Os dois últimos anos do doutorado foram bem, e consegui defender a tese com sorriso no rosto e uma barriga de seis meses de gravidez.  Como diz o ditado; “depois da tempestade, vem a bonança”. Não foi nada fácil, mas os sonhos (acredito que ainda é e sempre será possível sonhar) se tornaram realidade! Mas é claro que os desafios não acabaram! Voltamos pro Brasil, grávida de sete meses, sem emprego e nem dinheiro no bolso. Na minha última consulta de pré-natal, a parteira holandesa pegou na minha mão, olhou nos meus olhos e disse: “você é capaz de ter um parto humanizado, confie!”. Claro que ela se referia ao medo que eu poderia estar sentindo de parir no país com um dos maiores índices de cesárea do mundo (Rudey et al., 2020). Mas, entre médicos(as) que me assombravam com os dramas do parto e parteiras que suportavam a minha capacidade natural de parir, eu dei a luz a um menino, que cheirava a mel, na casa Angela (casa de parto humanizado em São Paulo – Viva o SUS!), da forma mais digna e amorosa que eu (nem) podia imaginar.
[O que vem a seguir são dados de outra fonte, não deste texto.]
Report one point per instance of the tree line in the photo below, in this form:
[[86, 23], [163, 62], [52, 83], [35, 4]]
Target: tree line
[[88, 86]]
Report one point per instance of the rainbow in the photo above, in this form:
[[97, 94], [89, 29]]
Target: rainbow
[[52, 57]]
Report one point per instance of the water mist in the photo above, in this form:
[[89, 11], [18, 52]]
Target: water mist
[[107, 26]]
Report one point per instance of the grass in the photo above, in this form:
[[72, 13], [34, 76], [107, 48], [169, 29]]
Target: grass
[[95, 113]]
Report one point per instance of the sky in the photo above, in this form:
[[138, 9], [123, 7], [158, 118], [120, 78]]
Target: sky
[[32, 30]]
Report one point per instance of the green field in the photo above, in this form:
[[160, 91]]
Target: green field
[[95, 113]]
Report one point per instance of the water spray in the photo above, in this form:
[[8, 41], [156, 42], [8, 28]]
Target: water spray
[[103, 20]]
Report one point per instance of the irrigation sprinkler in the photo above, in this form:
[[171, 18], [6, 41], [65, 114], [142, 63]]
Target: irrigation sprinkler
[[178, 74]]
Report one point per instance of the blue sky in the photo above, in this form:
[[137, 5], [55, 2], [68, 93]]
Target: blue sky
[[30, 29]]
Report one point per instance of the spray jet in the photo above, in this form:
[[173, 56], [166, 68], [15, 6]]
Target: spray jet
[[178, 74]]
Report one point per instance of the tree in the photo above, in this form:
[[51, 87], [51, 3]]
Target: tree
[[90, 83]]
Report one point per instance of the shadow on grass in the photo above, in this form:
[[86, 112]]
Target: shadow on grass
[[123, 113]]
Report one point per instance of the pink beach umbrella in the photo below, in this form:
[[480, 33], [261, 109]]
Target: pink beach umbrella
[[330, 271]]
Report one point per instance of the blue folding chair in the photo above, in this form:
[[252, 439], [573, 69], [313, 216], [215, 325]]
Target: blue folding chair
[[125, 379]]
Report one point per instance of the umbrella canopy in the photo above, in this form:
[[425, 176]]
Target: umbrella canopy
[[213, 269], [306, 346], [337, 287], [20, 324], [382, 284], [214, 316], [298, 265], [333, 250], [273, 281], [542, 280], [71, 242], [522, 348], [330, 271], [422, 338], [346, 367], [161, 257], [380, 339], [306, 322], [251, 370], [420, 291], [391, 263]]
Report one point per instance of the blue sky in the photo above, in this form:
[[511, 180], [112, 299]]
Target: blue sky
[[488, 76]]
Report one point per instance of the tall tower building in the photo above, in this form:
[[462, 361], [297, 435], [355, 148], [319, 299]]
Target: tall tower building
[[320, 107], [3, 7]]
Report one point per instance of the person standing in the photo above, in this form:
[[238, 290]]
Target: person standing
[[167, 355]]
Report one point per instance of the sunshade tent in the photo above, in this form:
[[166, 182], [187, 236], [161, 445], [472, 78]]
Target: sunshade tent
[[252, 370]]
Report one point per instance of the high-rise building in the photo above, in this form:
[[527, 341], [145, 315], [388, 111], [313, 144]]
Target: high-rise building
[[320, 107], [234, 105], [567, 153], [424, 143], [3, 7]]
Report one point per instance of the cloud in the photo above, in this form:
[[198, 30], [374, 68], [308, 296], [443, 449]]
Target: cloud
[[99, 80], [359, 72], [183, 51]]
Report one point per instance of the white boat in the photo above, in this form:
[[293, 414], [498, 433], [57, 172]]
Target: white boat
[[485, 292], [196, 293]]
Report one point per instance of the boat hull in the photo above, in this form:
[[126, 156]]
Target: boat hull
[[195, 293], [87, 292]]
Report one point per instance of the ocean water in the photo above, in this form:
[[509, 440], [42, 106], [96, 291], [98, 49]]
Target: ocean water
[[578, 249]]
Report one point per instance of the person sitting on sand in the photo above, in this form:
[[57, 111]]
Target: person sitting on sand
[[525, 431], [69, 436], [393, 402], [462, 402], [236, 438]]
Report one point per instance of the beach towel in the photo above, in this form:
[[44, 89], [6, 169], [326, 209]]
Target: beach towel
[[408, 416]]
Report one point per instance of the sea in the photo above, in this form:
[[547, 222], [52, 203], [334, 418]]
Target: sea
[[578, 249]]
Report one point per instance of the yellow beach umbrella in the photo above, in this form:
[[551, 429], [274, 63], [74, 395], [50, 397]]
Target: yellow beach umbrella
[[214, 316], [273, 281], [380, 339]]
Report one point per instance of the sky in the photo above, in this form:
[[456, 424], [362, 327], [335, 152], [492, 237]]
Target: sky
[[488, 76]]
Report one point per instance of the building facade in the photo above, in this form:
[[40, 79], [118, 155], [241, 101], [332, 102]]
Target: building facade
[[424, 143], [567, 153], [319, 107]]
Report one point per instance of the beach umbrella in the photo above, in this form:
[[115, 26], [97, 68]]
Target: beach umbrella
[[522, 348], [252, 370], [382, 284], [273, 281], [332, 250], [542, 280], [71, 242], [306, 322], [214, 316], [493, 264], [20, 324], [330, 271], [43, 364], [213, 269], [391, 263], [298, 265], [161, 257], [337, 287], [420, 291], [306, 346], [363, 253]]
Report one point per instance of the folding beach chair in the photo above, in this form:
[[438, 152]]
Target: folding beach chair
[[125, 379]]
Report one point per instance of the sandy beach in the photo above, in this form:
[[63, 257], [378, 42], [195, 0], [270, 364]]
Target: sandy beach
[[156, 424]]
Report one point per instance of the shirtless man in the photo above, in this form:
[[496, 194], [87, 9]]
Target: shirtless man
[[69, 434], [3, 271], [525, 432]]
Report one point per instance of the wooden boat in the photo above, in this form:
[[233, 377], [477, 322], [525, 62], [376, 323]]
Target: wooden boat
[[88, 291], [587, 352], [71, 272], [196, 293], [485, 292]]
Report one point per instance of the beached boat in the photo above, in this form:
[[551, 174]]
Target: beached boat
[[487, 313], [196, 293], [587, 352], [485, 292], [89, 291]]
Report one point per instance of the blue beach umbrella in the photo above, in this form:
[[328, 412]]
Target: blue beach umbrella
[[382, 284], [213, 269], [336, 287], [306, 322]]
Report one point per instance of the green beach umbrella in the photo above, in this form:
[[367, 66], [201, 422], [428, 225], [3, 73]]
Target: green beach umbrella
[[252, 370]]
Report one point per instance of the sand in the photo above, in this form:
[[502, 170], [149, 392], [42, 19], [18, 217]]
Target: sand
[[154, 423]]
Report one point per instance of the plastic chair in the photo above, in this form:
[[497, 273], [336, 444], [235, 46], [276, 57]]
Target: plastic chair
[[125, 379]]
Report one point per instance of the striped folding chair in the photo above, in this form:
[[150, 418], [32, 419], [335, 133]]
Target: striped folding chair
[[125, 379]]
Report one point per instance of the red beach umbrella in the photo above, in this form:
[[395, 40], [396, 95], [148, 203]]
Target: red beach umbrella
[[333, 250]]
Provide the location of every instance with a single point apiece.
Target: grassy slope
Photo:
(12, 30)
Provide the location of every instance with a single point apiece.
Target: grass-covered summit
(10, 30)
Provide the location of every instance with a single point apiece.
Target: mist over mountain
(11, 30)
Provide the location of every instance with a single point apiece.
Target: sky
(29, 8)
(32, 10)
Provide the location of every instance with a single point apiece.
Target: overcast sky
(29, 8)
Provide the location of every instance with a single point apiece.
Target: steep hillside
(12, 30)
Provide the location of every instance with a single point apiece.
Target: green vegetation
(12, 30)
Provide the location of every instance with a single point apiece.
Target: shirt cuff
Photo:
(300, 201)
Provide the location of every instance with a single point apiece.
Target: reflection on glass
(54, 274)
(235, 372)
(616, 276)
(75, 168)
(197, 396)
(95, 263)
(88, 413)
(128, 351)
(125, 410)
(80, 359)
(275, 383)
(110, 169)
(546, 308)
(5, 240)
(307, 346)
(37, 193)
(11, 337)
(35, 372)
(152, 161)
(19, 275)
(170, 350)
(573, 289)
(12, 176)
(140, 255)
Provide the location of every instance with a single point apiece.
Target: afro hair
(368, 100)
Lá, o pré-natal e o pós-parto foram recheados de palestras com referências científicas, e com um grupo de WhatsApp chamado Marie Curie! Aqui, a mulher-mãe-cientista se cruzaram, as contrações só iniciaram na noite depois de eu ter enviado os documentos para a candidatura de uma bolsa de pós-doc, da mesma forma que eu só consegui engravidar depois de entregar o último capítulo da tese para revisão. E, entre choros de bebê e noites mal-dormidas, típicos em uma família com um recém-nascido, recebi a notícia de ter sido selecionada para uma entrevista sobre a bolsa de pós-doc. Dias depois da entrevista, recebi a notícia de que eu, a recém-mãe, havia sido selecionada – apesar de nunca ter mencionado a minha maternidade, por ter convicção da minha capacidade profissional, independentemente da minha opção pessoal pela maternidade e família. A pandemia de COVID-19 começou nessa mesma época. E, em meio a máscara e isolamento social, iniciei o meu primeiro pós-doc.

Claro que a mãe de um bebê, numa cidade longe da família e num contexto de isolamento social, tem que rebolar muito para trabalhar fora. E assim se resume a minha vida: tenho um cronograma apertado! Nas horas diárias que meu filho tem cuidado exclusivo do pai, tenho que correr para garantir o desenvolvimento das atividades profissionais do dia, sem parada pro cafezinho, sem conversas pelo corredor, sem saídas pra comprar o docinho (apesar de eu gostar e valorizar esses momentos de confraternização e descontração). Eu sou a membra do grupo de pesquisa que “tem que sair ao meio-dia em ponto”, “tem 1h para a reunião virtual, sem 5 minutinhos a mais”, “tem que planejar com antecedência”, “não pode deixar pra depois”, “que diz: vocês vão dar conta sem mim”. Isso pode parecer rude ou egoísta para alguns, mas tem sido a única forma que eu consigo fazer com que as coisas não pereçam. E, sinceramente, as limitações que o “eu mãe” impõe têm sido um baita aprendizado para a cientista que mora dentro de mim. Do meu ponto de vista, mais a ciência vai avançar quando houver mais mulheres-mães-cientistas.

Referências

Schindler, et al. 2006. The Impact of the Changing Health Care Environment on the Health and Well-Being of Faculty at Four Medical Schools.

Rudey et al., 2020. Cesarean section rates in Brazil. Trend analysis using the Robson classification system.

*Paula dos Reis Oliveira é mãe do Iberê e pós-doc em Ecologia.